Fiscal 2025 earnings are forecast to be $29.50-$30.00 per share, whereas it reported $29.16 last year. Capital expenditure is expected to be $115-$125 million, focusing on supply chain, warehouse capabilities, IT projects and retail updates. For the first quarter of fiscal 2025, Deckers expects revenue growth in the high teens and the gross margin slightly above the full fiscal year guided rate. We anticipate net sales to increase 10.7% year over year with earnings of $30.00 per share in fiscal 2025.

Key Picks

Some better-ranked stocks in the retail space are The Gap, Inc. GPS, Abercrombie & Fitch Co. ANF and Canada Goose GOOS.
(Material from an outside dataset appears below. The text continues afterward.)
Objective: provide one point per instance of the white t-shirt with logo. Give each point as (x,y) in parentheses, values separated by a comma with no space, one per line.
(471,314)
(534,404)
Gap is a premier international specialty retailer, which offers a diverse range of clothing, accessories and personal care products. It currently sports a Zacks Rank #1 (Strong Buy).

The Zacks Consensus Estimate for Gap's fiscal 2024 earnings and sales indicates growth of 21.7% and 0.2%, respectively, from fiscal 2023 reported figures. GPS has a trailing four-quarter average earnings surprise of 202.7%.

Abercrombie is a specialty retailer of premium, high-quality casual apparel. It flaunts a Zacks Rank of 1 at present. ANF delivered a 28.9% earnings surprise in the last quarter.

The consensus estimate for Abercrombie's fiscal 2024 earnings and sales indicates growth of 47.3% and 10.4%, respectively, from the fiscal 2023 levels. ANF has a trailing four-quarter average earnings surprise of 210.3%.

Canada Goose is a global outerwear brand. It currently sports a Zacks Rank of 1.

The Zacks Consensus Estimate for Canada Goose's fiscal 2025 earnings and sales indicates growth of 13.7% and 5.2% from the year-ago actual. GOOS has a trailing four-quarter average earnings surprise of 70.9%.